Saturday, February 3, 2007

Lessons Learned in foreign wars

Republican Politics, American Style
By Charles Laffiteau

So what lessons should the United States and its allies like the United Kingdom, take away from our experiences in Iraq, Afghanistan and earlier wars such as Vietnam? That we should never get involved in armed conflicts unless such conflicts threaten the lives of our own territory and citizens? That we should never go to war in or with another country unless we are directly attacked by that country first? Or maybe the lesson is that we should abide by the United Nations (UN) Charter and International Law which proscribes the use of force except in cases of self defence, collective self defence or as authorized by the UN Security Council.

I believe such responses are a bit too simplistic and fail to adequately address the issue of when, where, why and how the use of force is justifiable.

If we were to wait until armed conflicts threatened our own territory or citizens, then we never would have become involved in World War I, the Gulf War to liberate Kuwait, in Korea to stop the assault by North Korea on the sovereign state of South Korea or in Bosnia.

If we never go to war with another country unless we are directly attacked by that country first, then we never would have gotten involved in World War I or against Germany in World War II, much less the aforementioned conflicts in Kuwait, South Korea or Bosnia.

If we were to abide by the UN Charter and or International Law then we would not be able to use force to stop another country from attacking us unless that country had already made armed incursions or interfered in our territorial or political independence and or we had overwhelming evidence that they planned to do so.

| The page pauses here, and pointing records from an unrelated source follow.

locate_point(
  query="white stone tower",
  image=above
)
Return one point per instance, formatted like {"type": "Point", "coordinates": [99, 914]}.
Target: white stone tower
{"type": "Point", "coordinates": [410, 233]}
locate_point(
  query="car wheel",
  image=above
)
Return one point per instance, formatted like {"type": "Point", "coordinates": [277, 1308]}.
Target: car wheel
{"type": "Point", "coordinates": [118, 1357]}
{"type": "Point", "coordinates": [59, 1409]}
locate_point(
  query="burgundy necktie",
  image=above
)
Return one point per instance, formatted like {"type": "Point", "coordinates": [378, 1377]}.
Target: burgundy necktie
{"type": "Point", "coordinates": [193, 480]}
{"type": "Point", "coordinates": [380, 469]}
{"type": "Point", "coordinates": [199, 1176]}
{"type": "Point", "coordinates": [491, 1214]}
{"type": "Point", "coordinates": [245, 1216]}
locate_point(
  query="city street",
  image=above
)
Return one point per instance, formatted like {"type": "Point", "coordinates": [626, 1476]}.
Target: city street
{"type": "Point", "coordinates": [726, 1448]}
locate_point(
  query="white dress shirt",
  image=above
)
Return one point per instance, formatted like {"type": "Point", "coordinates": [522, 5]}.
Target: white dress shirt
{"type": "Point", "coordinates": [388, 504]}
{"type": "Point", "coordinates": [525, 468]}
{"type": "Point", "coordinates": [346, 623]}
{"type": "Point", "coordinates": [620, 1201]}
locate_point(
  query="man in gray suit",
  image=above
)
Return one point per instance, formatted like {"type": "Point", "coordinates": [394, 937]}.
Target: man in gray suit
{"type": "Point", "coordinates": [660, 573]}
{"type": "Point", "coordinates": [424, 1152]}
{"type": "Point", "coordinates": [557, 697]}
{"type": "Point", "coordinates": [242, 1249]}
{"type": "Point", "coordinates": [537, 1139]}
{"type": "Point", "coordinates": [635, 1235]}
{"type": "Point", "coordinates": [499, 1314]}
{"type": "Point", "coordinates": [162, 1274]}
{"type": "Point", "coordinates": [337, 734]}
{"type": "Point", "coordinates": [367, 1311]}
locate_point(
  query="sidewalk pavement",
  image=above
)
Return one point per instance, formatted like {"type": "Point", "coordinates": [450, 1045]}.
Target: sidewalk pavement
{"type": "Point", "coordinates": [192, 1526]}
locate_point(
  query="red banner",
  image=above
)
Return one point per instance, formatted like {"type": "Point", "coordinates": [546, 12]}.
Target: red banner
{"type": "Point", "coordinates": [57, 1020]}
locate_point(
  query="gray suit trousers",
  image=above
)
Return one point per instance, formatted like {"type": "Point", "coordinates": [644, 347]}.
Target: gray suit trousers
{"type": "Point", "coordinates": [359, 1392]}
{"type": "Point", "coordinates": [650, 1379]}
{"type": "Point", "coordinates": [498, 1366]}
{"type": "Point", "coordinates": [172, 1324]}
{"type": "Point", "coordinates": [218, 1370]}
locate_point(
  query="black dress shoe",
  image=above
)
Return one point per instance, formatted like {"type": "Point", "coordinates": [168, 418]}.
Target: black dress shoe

The lessons that I believe the US and its allies should take away from our collective experiences in foreign wars over the last 100 years are these:

While the US may be the only global superpower left in the world, we must be extremely careful when, where, why and how we exercise that power. True wisdom reflects an understanding that the greater ones power, the more judicious one must be in utilizing it. Might does not equal right. We cannot possible hope to serve as the policeman of the world, unless we are willing to accept the social and economic costs of doing so. That means a willingness to sacrifice even more American lives while shouldering the financial burden of maintaining enough armed forces to do the job.

We must respect the fact that not everyone in the world shares our perspective on how to serve the best interests of a nation’s citizens. Democracy works well in countries which have strong legal systems as well as judicial and governmental institutions which support and safeguard the legal rights of its citizens. It becomes very messy in other countries which lack some or most of these democratic foundations. Not every country wants or even needs American style democracy to serve the best interests of its people. The US is still a relatively young and politically inexperienced country. As such, the US could not possibly have all the answers for the problems of this world, many of which have been around for centuries.

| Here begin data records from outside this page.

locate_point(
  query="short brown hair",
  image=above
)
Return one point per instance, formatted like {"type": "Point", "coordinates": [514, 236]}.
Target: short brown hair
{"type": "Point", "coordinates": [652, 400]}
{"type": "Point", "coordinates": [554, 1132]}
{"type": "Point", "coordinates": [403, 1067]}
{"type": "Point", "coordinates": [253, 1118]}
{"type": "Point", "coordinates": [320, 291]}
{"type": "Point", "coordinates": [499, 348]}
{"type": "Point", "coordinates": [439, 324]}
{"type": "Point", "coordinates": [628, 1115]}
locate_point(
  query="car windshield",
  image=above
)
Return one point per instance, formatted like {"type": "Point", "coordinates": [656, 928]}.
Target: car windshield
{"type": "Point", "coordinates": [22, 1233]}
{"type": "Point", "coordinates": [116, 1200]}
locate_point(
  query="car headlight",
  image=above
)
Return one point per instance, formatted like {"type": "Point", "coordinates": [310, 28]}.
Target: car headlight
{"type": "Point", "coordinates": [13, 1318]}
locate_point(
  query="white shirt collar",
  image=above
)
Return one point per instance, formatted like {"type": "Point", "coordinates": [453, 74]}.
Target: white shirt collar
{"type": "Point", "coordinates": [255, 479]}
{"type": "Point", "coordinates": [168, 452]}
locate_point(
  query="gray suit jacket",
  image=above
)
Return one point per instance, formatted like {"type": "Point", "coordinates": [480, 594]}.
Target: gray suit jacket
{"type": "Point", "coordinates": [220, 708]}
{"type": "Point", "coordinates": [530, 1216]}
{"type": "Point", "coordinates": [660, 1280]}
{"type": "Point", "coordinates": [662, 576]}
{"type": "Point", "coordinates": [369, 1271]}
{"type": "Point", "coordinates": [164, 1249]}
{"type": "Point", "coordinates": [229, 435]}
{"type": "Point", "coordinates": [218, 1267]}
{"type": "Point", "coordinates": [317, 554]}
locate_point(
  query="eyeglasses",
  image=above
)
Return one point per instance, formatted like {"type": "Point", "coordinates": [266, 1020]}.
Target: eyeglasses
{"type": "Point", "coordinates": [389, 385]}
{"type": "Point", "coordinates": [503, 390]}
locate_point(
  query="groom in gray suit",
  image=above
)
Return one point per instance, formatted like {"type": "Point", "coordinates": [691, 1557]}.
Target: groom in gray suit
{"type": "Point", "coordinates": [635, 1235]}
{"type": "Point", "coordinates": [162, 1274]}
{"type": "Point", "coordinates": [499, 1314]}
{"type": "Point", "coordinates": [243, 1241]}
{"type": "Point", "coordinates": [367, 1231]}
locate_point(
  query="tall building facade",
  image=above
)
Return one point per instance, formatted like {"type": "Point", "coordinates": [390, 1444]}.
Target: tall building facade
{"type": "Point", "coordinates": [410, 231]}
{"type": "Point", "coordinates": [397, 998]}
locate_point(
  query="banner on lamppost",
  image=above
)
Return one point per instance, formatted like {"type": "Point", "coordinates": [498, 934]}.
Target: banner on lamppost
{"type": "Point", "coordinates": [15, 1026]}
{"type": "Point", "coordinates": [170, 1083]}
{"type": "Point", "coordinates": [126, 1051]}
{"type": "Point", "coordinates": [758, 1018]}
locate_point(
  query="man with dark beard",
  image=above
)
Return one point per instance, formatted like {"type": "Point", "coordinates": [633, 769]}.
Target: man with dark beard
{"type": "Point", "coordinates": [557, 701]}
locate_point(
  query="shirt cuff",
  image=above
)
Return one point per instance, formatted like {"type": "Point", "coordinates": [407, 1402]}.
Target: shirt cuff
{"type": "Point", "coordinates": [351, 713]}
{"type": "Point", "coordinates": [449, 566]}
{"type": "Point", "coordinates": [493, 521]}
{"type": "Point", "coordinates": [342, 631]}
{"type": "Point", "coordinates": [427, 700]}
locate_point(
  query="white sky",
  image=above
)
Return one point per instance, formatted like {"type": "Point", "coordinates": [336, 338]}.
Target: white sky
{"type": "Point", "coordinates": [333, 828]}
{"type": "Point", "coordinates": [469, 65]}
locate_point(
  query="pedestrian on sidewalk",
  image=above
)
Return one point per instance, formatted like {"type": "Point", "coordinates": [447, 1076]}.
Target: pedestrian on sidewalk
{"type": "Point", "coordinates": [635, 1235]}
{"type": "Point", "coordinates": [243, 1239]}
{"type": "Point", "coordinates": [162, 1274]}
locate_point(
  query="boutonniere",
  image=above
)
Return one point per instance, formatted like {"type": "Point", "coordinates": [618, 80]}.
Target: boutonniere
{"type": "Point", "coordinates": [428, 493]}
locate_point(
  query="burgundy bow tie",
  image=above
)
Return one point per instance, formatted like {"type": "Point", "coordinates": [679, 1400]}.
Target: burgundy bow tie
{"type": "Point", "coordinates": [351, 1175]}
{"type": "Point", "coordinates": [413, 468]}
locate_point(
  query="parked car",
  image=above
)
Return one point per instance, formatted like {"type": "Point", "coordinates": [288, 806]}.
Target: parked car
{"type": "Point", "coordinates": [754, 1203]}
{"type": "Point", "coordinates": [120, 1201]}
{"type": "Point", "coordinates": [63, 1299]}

As a nation of immigrants the US also lacks experience dealing with the kind of ethnic, religious and sectarian divisions which plague many other nations around the world. Unfortunately, many other people around the world do not regard their fellow men as equals if those neighbours are from a different ethnic, religious or social background.

If we really want to promote and spread our democratic ideals around the rest of the world, then we should start by doing a better job of promoting and sustaining them in our own country. Sadly, most Americans don’t even bother to vote in their own democratic elections anymore. Those who do bother to vote often cast their ballots based on single issues such as abortion and Social Security entitlements or on the basis of TV sound bites and political ads for or against particular candidates.
Television political ads in the US are very expensive and not exactly known for their accuracy. More often than not, the candidate who gets elected is the one who is able to raise the most money to spend on advertising. In American style democracy, money equals power. Hmmm, that sounds very democratic doesn’t it?

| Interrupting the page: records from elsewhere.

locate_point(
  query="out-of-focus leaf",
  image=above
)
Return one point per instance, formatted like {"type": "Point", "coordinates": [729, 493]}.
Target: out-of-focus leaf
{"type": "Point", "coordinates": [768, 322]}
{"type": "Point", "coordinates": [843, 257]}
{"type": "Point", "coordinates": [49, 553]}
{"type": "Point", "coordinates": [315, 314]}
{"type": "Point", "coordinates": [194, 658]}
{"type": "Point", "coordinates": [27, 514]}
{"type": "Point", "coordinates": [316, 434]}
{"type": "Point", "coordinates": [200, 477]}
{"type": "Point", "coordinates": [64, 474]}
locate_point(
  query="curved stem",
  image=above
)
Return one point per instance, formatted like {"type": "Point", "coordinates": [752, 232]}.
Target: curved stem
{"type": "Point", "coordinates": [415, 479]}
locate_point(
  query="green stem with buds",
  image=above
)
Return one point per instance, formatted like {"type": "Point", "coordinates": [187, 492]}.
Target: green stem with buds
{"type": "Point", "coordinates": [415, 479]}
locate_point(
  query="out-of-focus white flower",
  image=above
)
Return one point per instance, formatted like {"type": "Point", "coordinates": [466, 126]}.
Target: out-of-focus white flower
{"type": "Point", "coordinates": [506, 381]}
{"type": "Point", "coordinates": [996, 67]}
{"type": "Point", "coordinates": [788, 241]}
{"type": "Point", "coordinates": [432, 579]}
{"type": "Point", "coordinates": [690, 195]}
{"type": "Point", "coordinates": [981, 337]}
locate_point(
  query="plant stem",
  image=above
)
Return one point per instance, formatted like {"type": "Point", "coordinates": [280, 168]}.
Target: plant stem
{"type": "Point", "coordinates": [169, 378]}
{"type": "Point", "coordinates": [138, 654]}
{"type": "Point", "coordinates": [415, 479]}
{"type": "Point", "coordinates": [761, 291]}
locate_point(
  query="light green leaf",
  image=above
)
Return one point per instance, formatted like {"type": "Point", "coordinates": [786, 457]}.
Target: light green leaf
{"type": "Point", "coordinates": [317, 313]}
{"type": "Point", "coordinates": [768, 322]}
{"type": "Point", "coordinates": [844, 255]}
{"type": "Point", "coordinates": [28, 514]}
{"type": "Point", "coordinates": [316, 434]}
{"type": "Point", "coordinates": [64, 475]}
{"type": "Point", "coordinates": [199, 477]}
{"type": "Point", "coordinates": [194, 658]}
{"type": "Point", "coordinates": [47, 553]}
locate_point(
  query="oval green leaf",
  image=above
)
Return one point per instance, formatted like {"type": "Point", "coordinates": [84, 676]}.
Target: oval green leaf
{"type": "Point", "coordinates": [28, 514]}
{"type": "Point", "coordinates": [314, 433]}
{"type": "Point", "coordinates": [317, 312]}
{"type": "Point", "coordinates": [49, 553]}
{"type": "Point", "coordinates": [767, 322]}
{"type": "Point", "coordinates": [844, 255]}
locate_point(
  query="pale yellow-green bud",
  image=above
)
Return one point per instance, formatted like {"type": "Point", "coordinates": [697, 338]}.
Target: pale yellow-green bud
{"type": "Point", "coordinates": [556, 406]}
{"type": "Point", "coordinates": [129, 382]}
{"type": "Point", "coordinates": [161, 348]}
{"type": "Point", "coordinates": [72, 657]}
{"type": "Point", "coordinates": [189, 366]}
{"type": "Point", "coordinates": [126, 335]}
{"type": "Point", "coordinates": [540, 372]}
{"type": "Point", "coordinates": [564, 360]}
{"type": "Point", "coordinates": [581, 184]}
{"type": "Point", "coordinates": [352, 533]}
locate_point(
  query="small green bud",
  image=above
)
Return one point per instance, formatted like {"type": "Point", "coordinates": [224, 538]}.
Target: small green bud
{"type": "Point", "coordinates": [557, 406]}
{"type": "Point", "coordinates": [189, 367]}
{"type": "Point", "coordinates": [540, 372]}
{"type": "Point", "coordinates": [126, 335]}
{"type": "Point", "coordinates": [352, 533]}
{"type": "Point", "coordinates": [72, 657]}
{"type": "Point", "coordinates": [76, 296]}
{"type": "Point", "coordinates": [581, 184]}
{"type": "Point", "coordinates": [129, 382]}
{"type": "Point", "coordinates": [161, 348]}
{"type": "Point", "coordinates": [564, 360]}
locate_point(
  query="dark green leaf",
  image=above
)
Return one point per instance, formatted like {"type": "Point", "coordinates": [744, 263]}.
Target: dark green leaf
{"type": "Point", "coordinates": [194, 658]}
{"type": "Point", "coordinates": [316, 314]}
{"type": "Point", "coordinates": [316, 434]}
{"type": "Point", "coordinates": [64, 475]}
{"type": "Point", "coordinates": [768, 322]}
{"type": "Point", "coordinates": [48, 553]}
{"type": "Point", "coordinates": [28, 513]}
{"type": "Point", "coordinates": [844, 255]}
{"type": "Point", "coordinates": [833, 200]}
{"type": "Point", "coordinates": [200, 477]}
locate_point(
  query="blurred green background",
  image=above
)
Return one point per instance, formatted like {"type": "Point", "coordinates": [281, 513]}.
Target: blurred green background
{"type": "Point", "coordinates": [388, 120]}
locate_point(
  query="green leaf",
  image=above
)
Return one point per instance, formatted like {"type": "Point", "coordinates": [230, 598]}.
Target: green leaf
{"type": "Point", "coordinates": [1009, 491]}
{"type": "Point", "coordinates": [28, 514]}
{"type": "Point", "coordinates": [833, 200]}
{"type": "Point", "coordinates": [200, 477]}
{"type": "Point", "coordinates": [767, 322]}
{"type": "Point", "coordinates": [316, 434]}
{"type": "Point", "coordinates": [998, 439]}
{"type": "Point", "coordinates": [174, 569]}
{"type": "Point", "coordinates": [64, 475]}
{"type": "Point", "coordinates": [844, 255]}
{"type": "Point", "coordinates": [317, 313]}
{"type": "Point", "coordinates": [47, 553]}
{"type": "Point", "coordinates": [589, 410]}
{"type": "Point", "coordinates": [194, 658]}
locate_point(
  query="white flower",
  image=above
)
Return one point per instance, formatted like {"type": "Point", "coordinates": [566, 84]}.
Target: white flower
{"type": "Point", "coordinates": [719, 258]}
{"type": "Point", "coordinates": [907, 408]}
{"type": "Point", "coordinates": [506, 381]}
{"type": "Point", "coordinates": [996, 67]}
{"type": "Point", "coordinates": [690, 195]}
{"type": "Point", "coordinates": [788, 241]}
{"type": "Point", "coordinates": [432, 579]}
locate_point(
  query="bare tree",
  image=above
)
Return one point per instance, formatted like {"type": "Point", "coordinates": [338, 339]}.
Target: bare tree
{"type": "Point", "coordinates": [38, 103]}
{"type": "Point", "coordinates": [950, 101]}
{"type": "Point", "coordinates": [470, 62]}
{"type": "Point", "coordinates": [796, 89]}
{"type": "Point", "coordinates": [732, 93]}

Wars against terrorists, guerrillas or other types of insurgents are not fought on battlefields with conventional armies. The real battles are fought over and for the hearts and minds of the citizens in countries affected by these conflicts. You do this with economic assistance programs that address the physical and material needs of the people. You help countries set up judicial and legal systems that are fair and available to all their citizens. You wage public relations campaigns in the local and national news media that address issues of ethnic and religious intolerance as well as the futility of sectarian violence. You try to address the underlying causes of these conflicts such as income inequality, poverty or a lack of social welfare and justice for certain segments of society, instead of just attacking the symptoms. You enlist the aid of other countries to help you apply diplomatic, economic and political pressure on recalcitrant national governments which may be fuelling or supporting armed violence. I know this is not very glamorous stuff but it works if you are patient and consistent with such strategies over a period of years.

When all else fails, you make a commitment to fund and fight those “dirty little wars”, using covert operatives to help you identify and arrest or kill those who seek to harm innocent civilians in their quest for political power. In these wars, the victories are small and don’t make headlines for either side, but they are deadly in terms of their long term effectiveness. Will we ever learn? I sure hope so.